In Starkwhite’s downstairs space, Simmons has subtly arranged the eighteen framed coloured gouaches on paper (and one acrylic on canvas painting) in groups of singles, pairs or trios. The separated clusters are thematically linked internally, using aspects such as transparency, rhythm, horizontal /vertical contrast, shape structure, or edge quality. All with gouache, which has its own particular dry and velvety surface attributes, and a range of earthy to synthetic chromas.

Fascinatingly, the presentation shows Walters’ high degree of experimentation at that time, especially around 1954, where he seems to have been closely examining the perceptual (gestalt) theories of people like Rudolf Arnheim - pondering for example how lines and dots ‘cohere’ in our minds to represent faces. Many investigations started here are abandoned and later picked up in the late eighties when he moved away in a more pronounced fashion from the more well known koru format.

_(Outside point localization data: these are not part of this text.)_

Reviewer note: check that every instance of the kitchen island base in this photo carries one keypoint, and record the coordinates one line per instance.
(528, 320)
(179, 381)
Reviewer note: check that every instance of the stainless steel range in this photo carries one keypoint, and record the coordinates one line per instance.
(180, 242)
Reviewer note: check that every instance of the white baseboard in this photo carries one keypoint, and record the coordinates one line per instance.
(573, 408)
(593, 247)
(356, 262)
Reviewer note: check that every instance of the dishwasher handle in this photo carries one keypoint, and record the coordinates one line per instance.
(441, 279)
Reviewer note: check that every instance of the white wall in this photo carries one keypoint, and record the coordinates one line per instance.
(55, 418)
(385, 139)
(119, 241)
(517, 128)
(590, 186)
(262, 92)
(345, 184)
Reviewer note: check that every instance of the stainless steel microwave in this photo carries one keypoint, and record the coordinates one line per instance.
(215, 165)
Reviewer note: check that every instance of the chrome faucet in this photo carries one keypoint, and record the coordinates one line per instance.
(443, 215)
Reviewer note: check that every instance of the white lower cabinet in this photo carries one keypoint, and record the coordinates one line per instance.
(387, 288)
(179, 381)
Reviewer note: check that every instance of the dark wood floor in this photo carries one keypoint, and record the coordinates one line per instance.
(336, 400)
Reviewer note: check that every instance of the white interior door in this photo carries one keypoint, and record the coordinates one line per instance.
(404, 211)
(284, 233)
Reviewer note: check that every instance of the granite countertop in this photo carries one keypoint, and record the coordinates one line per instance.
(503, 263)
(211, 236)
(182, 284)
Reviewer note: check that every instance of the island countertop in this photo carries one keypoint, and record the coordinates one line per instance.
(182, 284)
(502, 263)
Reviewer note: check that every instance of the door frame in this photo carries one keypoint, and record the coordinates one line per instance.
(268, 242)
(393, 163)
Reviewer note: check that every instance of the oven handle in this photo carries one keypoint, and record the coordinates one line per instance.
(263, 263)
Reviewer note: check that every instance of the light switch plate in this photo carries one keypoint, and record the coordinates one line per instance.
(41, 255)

There are also a large number of gouaches here I find exciting because they lock into a personal fascination I have with the American painter Jonathan Lasker, whom I see as carrying on the explorations in logic initiated by the young Jasper Johns. Superficially they look like doodles by Len Lye (say, drawings for Tusalava) but in reality the mindset is very different and not at all ‘Old Brain‘, looking at notions of enclosure, freedom, hermeticism, and sequential progression. Groups of marks or similar motifs are compared and analysed, with differences and similarities dissected.

Three gouaches in the right-hand corner (by the office) I find particularly intriguing, all called Untitled and made in 1954, and all inspired by Hattaway via Schoon. One predominantly green study, with various Naples yellow, burnt sienna, black and white elements, uses a lariat-like line attached to one fat bar to encircle two other skinny vertical oblongs with their own meandering attached loops. Another one of pinkish buff, uses two threadlike lines to surround grey and white bands (sandwiched within vertical black rectangles) to showcase a changing left-to-right progression of increasingly wobbly edges where the tones clash. A third in yellow ochre, has peglike black and white door frames in different sizes, playfully hovering in space and receding backwards away from the viewer.

These particularly inventive images (Len Lye, say, meets Jonathan Lasker or Peter Halley) are all the more extraordinary when one ponders their sixty-one year old age. They look so vibrantly fresh and witty. Not to be missed.